Pharmaceutical company Sarepta Therapeutics announced Monday evening that it will temporarily halt all shipments of its Duchenne muscular dystrophy gene therapy Elevidys across the United States, following reports of three patient deaths linked to the treatment.
The company’s decision came shortly after Children’s Hospital Los Angeles suspended its use of the therapy. According to Sarepta, this temporary pause will provide time to address information requests and complete a safety labeling supplement process with the FDA.
Doug Ingram, CEO of Sarepta, acknowledged the difficulty of the decision, noting that patients with Duchenne muscular dystrophy face ongoing muscle deterioration and require disease-modifying treatments. Ingram emphasized the importance of maintaining a constructive relationship with the FDA, stating that the suspension was necessary to address regulatory concerns and complete the labeling process.

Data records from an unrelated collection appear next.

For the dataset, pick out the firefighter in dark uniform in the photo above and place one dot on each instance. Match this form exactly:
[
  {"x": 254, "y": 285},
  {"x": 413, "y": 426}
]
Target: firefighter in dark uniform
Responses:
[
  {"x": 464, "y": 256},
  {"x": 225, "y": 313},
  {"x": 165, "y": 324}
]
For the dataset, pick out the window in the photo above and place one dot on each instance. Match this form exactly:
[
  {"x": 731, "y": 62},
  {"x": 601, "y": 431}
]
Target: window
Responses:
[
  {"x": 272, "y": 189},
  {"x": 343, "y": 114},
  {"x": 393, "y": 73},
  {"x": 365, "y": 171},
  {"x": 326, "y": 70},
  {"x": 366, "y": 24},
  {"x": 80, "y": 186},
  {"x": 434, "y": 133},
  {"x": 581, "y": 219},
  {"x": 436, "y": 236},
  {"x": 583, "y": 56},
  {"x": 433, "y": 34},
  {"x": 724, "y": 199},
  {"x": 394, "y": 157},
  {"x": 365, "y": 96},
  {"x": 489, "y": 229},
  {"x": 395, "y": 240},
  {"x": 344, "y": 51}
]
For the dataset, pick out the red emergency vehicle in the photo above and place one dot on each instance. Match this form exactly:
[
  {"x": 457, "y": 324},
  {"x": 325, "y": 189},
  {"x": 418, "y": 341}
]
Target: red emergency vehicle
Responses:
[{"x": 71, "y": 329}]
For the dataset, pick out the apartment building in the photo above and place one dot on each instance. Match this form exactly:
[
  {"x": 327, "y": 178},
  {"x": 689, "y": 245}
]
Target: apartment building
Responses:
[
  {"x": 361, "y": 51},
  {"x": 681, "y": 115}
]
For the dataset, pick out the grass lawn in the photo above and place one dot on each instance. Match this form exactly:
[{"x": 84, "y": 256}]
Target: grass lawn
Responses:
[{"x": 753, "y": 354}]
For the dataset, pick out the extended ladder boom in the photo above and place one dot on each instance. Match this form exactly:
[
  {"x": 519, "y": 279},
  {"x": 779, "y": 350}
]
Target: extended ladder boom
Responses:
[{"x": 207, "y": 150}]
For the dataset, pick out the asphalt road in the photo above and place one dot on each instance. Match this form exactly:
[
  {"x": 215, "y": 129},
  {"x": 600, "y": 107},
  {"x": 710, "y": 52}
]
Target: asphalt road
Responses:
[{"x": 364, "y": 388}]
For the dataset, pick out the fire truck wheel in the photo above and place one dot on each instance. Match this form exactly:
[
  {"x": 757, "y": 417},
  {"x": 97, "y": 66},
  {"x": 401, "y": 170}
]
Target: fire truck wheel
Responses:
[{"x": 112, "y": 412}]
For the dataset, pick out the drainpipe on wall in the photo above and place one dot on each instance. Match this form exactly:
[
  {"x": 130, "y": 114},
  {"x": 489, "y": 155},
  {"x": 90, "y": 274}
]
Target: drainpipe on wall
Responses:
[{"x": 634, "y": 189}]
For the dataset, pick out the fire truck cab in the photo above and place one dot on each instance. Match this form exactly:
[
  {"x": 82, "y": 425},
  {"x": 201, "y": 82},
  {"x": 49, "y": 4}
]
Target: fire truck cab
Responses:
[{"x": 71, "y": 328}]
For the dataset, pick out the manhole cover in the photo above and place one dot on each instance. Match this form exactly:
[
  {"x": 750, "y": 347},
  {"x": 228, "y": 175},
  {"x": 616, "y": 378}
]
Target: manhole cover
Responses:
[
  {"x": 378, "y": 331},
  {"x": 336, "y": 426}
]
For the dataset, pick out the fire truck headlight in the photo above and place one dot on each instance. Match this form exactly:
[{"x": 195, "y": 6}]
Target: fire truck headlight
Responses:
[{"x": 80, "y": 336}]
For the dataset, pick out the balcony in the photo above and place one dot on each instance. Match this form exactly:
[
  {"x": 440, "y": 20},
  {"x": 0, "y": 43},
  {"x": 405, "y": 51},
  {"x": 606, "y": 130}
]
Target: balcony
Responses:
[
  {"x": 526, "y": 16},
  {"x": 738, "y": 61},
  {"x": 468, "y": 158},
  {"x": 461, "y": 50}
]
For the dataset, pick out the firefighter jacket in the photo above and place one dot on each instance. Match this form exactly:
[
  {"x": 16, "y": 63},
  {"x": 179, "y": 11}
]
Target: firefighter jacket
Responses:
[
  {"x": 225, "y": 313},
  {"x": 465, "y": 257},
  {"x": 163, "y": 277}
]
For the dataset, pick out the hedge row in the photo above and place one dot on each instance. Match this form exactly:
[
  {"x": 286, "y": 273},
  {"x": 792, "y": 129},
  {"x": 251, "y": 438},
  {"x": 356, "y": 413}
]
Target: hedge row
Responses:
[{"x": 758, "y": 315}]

The announcement has significantly impacted Sarepta’s stock
performance, with shares declining an additional 4% in pre-market trading, following Monday’s 5.36% decrease. The company’s stock has experienced a dramatic 89% decline year-to-date, reaching levels not seen since 2015.
In a notable market reaction, HC Wainwright & Co. analyst Mitchell S. Kapoor downgraded Sarepta’s price target from $10 to zero while maintaining a sell rating. Current Bloomberg data shows mixed analyst sentiment, with three sell ratings, seventeen holds, and six buy recommendations. The average Wall Street price target stands at $28.32.

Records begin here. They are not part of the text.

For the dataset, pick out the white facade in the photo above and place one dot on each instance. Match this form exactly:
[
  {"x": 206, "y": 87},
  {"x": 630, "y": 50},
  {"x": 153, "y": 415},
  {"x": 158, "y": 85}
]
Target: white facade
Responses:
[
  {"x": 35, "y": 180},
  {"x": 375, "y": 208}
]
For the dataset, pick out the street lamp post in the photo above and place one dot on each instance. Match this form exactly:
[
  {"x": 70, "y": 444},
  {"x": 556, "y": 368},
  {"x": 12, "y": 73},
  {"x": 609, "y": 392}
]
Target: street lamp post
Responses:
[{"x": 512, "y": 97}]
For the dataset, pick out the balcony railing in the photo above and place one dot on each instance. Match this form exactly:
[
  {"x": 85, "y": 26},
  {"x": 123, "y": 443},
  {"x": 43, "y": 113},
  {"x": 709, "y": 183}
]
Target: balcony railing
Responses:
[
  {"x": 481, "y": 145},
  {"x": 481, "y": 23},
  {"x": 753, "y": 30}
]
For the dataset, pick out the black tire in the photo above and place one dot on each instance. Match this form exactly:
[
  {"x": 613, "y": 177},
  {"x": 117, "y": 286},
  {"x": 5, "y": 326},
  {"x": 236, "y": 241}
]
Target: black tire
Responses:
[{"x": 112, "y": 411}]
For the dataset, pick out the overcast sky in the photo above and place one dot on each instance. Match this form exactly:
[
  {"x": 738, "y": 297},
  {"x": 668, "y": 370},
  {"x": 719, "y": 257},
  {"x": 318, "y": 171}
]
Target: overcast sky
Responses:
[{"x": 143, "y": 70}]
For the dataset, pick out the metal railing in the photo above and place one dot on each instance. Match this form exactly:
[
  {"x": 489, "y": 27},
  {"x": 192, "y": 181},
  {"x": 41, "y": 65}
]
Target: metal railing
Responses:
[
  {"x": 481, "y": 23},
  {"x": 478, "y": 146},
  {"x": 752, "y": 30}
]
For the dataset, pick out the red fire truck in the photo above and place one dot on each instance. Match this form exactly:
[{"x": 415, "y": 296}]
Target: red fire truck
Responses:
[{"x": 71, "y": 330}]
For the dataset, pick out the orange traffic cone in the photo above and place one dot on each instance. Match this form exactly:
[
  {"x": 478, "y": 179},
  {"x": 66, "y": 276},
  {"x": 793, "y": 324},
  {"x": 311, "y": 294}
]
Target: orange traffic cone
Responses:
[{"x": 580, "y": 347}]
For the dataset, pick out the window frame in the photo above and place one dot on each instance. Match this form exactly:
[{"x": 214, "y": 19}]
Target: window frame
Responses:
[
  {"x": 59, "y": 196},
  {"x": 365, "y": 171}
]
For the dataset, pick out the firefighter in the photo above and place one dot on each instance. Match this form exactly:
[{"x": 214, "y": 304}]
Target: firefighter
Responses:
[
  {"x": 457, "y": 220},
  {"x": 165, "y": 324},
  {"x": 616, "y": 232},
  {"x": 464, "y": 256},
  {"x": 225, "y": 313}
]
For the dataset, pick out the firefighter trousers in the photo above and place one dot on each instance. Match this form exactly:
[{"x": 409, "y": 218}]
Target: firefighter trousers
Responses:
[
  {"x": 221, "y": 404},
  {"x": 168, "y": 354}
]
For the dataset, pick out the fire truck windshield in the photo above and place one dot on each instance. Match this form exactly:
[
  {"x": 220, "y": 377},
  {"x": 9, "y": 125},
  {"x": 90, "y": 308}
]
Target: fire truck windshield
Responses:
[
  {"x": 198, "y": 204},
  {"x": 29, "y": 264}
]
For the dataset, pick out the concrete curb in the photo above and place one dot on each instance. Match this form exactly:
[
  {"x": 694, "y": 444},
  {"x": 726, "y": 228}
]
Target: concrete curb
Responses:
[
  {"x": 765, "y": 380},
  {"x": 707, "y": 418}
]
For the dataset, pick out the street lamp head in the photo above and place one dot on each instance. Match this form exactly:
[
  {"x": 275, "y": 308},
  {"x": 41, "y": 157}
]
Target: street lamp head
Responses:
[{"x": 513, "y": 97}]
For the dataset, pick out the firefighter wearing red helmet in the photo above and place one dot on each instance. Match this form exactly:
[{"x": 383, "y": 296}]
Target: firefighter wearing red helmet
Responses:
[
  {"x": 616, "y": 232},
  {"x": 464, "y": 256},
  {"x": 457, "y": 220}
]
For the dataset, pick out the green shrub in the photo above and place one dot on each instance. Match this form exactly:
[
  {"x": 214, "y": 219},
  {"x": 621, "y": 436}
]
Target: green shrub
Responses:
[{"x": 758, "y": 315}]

Barclays analyst Gena Wang cited ongoing regulatory uncertainties in her decision to take a neutral stance, particularly noting the “numerous twists and turns” in communications between the FDA and Sarepta following the third patient death. Wang established an $18 price target, suggesting a potential 35% upside from the previous closing price.

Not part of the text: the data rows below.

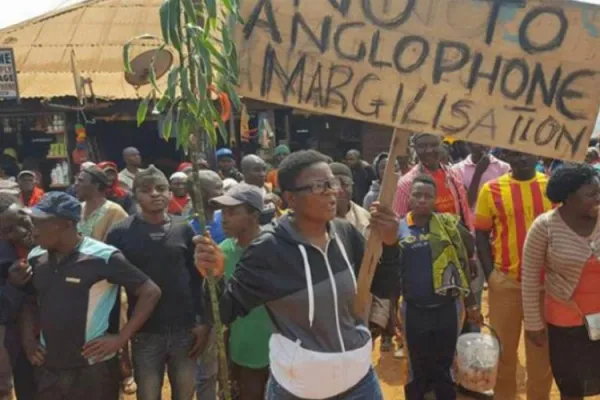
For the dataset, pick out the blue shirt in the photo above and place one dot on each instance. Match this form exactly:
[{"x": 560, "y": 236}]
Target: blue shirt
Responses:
[
  {"x": 416, "y": 265},
  {"x": 215, "y": 227}
]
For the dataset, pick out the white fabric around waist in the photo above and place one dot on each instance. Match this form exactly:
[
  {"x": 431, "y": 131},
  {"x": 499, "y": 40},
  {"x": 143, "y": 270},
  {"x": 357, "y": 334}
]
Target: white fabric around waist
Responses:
[{"x": 311, "y": 375}]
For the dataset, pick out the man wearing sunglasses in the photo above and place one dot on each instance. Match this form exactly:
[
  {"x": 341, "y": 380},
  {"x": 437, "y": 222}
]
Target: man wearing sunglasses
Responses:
[
  {"x": 303, "y": 270},
  {"x": 15, "y": 242}
]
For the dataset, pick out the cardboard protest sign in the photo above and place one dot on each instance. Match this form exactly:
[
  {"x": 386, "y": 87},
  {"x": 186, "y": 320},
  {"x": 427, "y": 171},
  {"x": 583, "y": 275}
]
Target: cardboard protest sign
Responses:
[
  {"x": 492, "y": 72},
  {"x": 9, "y": 88}
]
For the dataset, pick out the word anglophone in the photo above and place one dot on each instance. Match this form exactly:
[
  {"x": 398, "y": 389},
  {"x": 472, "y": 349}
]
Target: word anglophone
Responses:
[{"x": 495, "y": 72}]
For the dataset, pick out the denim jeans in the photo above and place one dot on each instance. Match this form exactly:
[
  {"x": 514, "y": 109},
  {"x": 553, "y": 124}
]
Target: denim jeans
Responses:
[
  {"x": 153, "y": 352},
  {"x": 367, "y": 388}
]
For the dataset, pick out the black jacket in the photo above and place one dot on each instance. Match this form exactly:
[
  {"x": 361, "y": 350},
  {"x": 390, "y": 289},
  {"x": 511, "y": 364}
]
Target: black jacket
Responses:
[{"x": 293, "y": 279}]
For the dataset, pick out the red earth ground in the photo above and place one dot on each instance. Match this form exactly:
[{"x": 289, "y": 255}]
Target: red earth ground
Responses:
[{"x": 392, "y": 371}]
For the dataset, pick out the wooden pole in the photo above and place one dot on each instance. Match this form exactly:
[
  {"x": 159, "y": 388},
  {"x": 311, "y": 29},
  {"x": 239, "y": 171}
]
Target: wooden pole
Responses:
[{"x": 373, "y": 249}]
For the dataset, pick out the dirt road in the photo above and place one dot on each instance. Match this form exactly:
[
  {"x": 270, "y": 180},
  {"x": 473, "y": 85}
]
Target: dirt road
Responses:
[{"x": 391, "y": 374}]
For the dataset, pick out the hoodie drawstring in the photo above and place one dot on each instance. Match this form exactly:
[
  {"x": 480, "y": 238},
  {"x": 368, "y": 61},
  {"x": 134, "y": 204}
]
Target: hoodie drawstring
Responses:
[
  {"x": 310, "y": 289},
  {"x": 309, "y": 286},
  {"x": 343, "y": 251}
]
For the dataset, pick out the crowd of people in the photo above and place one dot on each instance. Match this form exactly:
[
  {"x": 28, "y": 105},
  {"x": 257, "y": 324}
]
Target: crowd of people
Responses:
[{"x": 103, "y": 292}]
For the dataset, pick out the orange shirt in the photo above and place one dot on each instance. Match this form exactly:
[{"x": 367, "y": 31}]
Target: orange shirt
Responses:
[
  {"x": 585, "y": 300},
  {"x": 507, "y": 208},
  {"x": 444, "y": 201},
  {"x": 35, "y": 198}
]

The events leading to the suspension began Friday when the FDA requested Sarepta to stop Elevidys shipments after reports emerged of a third patient death in clinical trials. Initially, Sarepta refused this request, triggering criticism from various stakeholders.
The company’s eventual decision to suspend shipments represents a significant shift in its approach to addressing safety concerns surrounding Elevidys. Sarepta emphasized its commitment to a “collaborative, science-driven review process” with the FDA, highlighting the importance of addressing any regulatory questions that may arise during this period.
This development marks a critical moment for both Sarepta and the broader gene therapy sector, as stakeholders closely monitor the implications of these safety concerns for future treatment
developments. The company’s willingness to cooperate with regulatory authorities, despite initial resistance, demonstrates the complex balance between providing innovative treatments and ensuring patient safety in the pharmaceutical industry.
The impact of this decision extends beyond Sarepta’s immediate business operations, affecting patients who rely on Elevidys as a treatment option for Duchenne muscular dystrophy. The temporary suspension highlights the ongoing challenges in developing and maintaining safe and effective gene therapies, while also underscoring the importance of regulatory oversight in protecting patient welfare.
As the situation continues to develop, the focus remains on the completion of the safety labeling supplement process and the restoration of confidence in Elevidys’ safety profile. The outcome of this regulatory review period could have lasting implications for both Sarepta’s future and the broader landscape of gene therapy treatments.